Besonders groß war das Interesse an einem möglichen neuen Kreisverkehr mitten in der Kölner Innenstadt an der Kreuzung Blaubach/Neuköllner Straße. „Die Verkehrssituation an dieser Kreuzung ist definitiv verbesserungswürdig“, heißt es von einem Nutzer, dem zahlreiche Kölnerinnen und Kölner zustimmten.

„Fußgänger müssen eine halbe Ewigkeit warten, um über die Hälfte der Kreuzung zu gelangen und dann nochmal warten, bis sie die zweite Hälfte überqueren können. Fahrradwege sind in der ganzen Gegend nur sporadisch zu finden“, so der Nutzer weiter. „Ein Kreisverkehr könnte doch vielleicht den Verkehrsfluss verbessern?
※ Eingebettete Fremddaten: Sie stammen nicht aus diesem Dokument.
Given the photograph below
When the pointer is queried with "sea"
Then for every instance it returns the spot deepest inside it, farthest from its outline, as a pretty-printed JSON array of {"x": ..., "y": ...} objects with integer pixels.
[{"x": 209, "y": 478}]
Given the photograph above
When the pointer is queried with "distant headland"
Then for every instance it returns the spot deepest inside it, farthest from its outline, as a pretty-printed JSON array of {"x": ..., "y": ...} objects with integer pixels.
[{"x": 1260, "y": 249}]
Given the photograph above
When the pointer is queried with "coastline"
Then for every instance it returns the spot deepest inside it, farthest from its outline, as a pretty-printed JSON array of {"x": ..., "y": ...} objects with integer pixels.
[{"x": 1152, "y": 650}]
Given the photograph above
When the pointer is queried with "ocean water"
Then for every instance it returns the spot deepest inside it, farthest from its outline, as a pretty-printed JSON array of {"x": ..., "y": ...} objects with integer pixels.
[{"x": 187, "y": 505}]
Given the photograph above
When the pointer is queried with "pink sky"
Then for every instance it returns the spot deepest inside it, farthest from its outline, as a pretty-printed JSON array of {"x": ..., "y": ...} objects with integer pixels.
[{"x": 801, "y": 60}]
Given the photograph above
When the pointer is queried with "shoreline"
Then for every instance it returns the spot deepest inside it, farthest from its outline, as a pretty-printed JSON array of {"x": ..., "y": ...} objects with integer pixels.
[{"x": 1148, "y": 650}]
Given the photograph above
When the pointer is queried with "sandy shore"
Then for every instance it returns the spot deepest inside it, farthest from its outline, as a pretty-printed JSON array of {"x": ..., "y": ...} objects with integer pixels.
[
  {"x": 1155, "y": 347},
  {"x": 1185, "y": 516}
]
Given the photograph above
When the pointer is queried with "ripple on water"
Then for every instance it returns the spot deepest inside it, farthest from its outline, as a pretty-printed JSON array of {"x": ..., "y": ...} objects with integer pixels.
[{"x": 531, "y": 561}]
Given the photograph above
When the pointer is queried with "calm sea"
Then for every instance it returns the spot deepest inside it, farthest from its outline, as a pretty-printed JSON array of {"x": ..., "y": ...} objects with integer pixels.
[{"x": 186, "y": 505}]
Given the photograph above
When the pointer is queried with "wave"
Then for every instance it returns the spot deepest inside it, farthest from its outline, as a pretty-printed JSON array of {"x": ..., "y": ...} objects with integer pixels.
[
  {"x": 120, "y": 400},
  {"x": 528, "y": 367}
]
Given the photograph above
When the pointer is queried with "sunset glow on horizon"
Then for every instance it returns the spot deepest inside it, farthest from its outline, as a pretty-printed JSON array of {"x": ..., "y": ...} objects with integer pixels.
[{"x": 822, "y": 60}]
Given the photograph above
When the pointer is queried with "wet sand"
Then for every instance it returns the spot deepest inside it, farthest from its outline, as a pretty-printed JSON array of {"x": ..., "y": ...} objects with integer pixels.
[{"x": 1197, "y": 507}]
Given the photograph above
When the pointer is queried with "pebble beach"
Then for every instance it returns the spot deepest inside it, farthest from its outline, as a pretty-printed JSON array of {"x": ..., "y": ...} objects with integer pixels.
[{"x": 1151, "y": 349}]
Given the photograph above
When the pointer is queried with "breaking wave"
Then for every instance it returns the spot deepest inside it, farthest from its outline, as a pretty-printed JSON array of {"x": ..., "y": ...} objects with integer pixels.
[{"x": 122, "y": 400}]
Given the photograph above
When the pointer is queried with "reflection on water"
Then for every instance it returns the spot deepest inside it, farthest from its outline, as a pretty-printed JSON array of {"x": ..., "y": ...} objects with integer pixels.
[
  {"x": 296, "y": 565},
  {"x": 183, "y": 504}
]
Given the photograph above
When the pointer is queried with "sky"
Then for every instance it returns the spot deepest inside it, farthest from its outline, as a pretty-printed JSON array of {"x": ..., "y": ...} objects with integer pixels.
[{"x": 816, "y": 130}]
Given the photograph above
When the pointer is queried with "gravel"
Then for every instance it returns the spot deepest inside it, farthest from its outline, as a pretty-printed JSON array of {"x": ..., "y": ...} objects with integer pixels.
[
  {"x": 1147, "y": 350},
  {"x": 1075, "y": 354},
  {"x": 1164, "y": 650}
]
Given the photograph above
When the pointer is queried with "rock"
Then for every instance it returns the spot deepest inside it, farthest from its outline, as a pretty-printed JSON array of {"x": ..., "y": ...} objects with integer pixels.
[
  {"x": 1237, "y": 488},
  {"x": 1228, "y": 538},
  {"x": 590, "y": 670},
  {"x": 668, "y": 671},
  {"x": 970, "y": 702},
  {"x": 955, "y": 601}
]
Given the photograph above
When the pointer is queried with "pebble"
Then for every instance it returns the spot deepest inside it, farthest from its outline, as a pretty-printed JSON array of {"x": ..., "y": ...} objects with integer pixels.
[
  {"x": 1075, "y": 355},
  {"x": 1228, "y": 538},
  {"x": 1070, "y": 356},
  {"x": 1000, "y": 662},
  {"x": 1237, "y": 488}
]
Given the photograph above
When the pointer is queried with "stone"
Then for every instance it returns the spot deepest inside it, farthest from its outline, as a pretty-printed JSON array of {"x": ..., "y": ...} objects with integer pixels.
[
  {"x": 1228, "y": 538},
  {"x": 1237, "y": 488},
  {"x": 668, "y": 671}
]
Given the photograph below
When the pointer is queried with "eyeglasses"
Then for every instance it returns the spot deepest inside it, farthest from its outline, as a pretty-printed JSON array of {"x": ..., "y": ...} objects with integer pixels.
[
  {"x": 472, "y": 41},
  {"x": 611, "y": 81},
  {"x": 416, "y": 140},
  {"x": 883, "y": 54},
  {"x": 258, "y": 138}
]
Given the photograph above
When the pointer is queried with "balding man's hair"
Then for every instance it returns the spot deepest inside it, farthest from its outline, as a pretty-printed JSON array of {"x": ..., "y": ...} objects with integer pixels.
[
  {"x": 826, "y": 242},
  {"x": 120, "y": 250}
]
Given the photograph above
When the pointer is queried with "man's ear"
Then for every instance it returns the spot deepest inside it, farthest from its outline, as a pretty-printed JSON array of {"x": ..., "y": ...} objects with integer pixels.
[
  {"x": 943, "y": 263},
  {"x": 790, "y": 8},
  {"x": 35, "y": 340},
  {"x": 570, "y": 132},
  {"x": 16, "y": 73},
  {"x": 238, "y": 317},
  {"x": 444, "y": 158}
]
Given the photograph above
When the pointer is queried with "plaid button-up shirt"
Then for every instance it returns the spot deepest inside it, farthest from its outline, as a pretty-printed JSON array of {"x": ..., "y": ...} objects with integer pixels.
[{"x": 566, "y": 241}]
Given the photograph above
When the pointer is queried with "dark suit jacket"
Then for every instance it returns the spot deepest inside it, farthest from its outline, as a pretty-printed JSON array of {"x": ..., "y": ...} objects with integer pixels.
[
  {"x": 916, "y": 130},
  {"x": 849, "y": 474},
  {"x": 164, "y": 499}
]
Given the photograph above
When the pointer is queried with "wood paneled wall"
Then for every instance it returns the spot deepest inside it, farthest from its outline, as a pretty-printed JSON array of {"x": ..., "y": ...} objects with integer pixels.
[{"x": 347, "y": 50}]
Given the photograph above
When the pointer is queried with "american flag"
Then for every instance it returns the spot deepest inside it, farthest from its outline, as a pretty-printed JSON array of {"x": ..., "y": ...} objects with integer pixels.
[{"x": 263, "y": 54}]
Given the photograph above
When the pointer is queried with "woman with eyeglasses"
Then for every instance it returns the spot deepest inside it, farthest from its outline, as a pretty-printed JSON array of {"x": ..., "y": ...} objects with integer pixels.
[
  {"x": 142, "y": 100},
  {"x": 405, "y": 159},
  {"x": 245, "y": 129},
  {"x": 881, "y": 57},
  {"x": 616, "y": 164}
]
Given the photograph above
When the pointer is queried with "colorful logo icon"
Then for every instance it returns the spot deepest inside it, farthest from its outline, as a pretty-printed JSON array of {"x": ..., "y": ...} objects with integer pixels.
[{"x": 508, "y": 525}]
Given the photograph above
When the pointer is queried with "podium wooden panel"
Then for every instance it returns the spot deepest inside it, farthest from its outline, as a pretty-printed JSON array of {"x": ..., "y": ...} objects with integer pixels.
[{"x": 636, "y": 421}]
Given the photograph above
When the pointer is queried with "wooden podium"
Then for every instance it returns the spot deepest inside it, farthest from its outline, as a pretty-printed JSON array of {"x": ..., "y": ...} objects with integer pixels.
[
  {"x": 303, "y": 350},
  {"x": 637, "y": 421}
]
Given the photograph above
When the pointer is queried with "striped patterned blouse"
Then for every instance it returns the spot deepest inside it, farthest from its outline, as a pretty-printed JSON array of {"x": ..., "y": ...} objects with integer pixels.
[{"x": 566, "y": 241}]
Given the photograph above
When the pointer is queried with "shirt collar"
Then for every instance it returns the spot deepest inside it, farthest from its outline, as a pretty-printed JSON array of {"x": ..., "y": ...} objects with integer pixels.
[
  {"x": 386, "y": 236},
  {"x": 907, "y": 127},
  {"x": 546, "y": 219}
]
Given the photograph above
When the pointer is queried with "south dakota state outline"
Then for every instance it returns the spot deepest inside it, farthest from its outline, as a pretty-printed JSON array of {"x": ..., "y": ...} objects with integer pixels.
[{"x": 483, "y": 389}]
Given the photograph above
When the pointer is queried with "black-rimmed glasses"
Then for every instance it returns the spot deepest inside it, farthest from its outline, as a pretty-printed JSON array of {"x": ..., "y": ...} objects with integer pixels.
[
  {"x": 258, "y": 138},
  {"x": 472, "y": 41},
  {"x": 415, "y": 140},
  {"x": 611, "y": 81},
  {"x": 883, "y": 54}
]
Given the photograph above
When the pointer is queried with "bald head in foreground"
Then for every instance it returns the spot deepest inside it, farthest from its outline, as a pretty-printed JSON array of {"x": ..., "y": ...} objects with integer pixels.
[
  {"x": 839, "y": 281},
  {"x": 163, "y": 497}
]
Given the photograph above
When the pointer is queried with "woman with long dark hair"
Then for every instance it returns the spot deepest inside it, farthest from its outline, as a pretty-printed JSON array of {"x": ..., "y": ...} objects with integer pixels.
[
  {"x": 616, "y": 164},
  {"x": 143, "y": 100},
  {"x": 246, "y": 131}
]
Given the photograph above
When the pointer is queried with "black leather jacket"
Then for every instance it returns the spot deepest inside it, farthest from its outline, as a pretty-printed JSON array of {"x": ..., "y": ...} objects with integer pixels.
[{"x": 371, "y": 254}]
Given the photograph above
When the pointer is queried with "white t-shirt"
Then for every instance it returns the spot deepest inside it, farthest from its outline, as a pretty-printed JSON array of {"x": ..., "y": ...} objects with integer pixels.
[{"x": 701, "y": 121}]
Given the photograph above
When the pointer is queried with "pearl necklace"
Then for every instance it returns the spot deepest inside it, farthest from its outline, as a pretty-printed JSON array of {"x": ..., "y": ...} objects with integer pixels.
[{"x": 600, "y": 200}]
Im gleichen Zuge könnte dieses Gebiet für Fahrradfahrer aber auch Fußgänger attraktiver gemacht werden.“

„Senf“ hat für den „Kölner Stadt-Anzeiger“ eine Visualisierung angefertigt, die an dem Beispiel aufzeigt, wie sich der Stadtraum durch zentrale Kreisverkehre verändern kann.

Geforderter Kreisverkehr im Rechtsrheinischen wird gebaut

Wie die Stadt auf Anfrage mitteilte, ist die Einrichtung eines Kreisverkehrs an diese Stelle jedoch ausgeschlossen. Die Verwaltung hat ein Programm eingerichtet, das weniger Ampeln zum Ziel hat. Auch die Kreuzung Blaubach/Neuköllner Straße wurde in einer Voranalyse auf Grundlage von Verkehrsdaten analysiert, ein Kreisverkehr wurde aber frühzeitig ausgeschlossen. Die Datenanalyse der Stadt steht hier der Wahrnehmung vieler Anwohner entgegen.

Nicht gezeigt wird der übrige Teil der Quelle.